Dans la nouvelle optique, la section villageoise, cellule de base de la coopérative, va s’appuyer sur les valeurs de la communauté villageoise pour fonctionner, avec comme arbitre le chef de village qui, sur la base des informations sur les aptitudes et forces des candidats à la culture, distribue matériels et intrants. Une pratique qui devrait mettre un terme au surendettement et maintenir la confiance avec le ou les nouveaux partenaires.
Perspectives de la Sodagri pour les campagnes a venir
Tirant les enseignements des précédentes campagnes, en conformité avec les intentions de la direction générale de la Sodagri de participer à la réduction de la facture en riz du Sénégal, la cellule de coordination du Paderba a pris un certain nombre de dispositions à exécuter dès la campagne de contre-saison déjà ouverte. Il s’agit, selon son coordonnateur Amadou Diouf de «mettre à la disposition des producteurs et de façon gratuite, des batteuses, des décortiqueuses et des remorques pour faciliter les travaux de post-récolte, fixer et vulgariser les coûts des différentes prestations de service au niveau des différents secteurs ainsi que ceux de l’irrigation, coûts qui pourraient être revus à la baisse, compte tenu des intentions de culture enregistrées et de la tendance actuelle à la baisse du prix du carburant sur le plan mondial. A cela s’ajoute la mise en place d’un comité de suivi des intrants et du matériel agricole. Ce comité ouvert aux producteurs, a déjà réceptionné 700 tonnes d’engrais NPK et 850 tonnes d’urée et attend incessamment des herbicides et du matériel agricole qui les accompagne. Déjà, la Sodagri a mis 200 millions de francs pour l’achat de ces intrants qui seront donnés à crédit ou vendus au comptant aux producteurs».

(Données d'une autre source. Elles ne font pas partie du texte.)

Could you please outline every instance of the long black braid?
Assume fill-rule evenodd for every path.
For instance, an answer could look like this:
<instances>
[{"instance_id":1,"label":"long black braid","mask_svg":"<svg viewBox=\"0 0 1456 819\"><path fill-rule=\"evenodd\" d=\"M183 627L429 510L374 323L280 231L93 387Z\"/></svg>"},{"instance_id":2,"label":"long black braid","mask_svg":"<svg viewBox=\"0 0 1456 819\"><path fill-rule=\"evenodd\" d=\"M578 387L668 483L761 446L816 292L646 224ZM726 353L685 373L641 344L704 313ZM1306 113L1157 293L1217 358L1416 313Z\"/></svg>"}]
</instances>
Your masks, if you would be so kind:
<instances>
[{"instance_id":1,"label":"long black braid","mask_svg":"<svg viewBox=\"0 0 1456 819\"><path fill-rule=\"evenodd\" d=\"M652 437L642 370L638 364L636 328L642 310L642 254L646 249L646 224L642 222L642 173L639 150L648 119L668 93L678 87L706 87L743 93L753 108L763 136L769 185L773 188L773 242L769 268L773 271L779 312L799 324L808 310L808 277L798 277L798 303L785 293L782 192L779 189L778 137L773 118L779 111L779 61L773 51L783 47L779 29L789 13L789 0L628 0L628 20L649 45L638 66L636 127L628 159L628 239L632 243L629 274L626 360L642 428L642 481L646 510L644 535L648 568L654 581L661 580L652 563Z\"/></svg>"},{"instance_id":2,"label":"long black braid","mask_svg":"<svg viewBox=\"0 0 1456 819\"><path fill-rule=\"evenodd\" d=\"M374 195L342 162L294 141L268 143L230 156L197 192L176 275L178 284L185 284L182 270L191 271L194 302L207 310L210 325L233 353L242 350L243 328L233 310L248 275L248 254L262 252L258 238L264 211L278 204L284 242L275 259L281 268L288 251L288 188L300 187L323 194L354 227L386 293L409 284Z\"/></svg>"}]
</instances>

Quel devenir pour la Feproba ?
«Je n’ai pas le pouvoir de dissoudre les unions de producteurs existantes, encore moins la Feproba. Seulement, ces unions ne font plus l’affaire de la Sodagri et de l’Etat du Sénégal, du fait de leurs agissements qui ont conduit à une mise en valeur insuffisante et à une faible productivité des investissements consentis par l’Etat dans cette partie à haut potentiel agricole». En clair, les unions vont cohabiter avec les sections villageoises et, la Feproba avec les coopératives.
Toutefois, ce sont les coopératives qui sont désormais les partenaires de la Sodagri. C’est-à-dire que les 200 millions de francs d’intrants payés par la société de développement devront être distribués en priorité aux membres des sections villageoises chapeautées par des coopératives, et, ce sont eux qui devront bénéficier des conseils et de la formation de la société de développement.

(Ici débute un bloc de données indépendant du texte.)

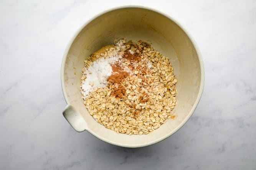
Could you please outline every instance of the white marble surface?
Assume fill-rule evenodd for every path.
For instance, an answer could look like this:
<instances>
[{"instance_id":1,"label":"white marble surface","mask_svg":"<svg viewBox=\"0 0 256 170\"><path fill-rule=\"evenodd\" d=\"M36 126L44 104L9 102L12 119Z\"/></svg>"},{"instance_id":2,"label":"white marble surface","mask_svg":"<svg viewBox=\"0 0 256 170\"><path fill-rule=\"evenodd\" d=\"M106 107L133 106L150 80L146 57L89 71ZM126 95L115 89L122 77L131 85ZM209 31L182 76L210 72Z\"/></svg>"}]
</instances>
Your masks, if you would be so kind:
<instances>
[{"instance_id":1,"label":"white marble surface","mask_svg":"<svg viewBox=\"0 0 256 170\"><path fill-rule=\"evenodd\" d=\"M256 169L255 0L147 1L187 29L205 63L201 101L170 137L120 147L63 117L61 62L73 33L104 10L143 1L0 2L0 169Z\"/></svg>"}]
</instances>

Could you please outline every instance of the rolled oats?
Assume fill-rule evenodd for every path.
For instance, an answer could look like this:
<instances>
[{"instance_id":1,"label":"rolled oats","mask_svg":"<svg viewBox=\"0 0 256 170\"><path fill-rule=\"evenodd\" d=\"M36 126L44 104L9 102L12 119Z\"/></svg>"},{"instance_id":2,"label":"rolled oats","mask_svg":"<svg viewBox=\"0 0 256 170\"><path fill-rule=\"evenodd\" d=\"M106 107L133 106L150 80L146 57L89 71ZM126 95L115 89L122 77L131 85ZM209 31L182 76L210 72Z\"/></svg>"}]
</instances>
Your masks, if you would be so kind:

Pour Landing Diémé, président de la Feproba, «la Sodagri, veut faire de la Feproba une coquille vide. C’est tenter l’impossible. Dans tous les pays du monde, ce sont les unions hydrauliques qui gèrent les stations de pompage. Ce que veut la Sodagri, c’est que les crédits ne soient plus gérés par nous. Nous verrons jusqu’où la Sodagri ira dans sa logique.» Pour M. Diémé, en créant les coopératives, la Sodagri n’a ni plus ni moins que coupé l’âme des producteurs qu’est la Feproba. Il a la conviction que les coopératives ne survivront pas à la Feproba. Car, cette dernière se prévaut d’un patrimoine qui garantit sa survie. Un patrimoine composé d’un siège, d’une mutuelle d’épargne et de crédit (Meca), de motos et de magasins de stockages de céréales.
Le président des unions de producteurs de l’Anambé est conscient que ce patrimoine pourrait faire l’objet de polémiques entre sa structure et ceux qui ont décidé d’adhérer aux sections villageoises. Seulement, estime-t-il, «c’est une minorité de mécontents qui, parce que battus lors des renouvellements, ont répondu à l’appel divisionniste de la Sodagri. Mais, elle ne perd rien pour attendre, nous sommes en train d’étouffer des velléités de soulèvements que nous ne pourrons pas contenir à la longue» Du rififi garanti dans l’Anambé, dans les prochains jours.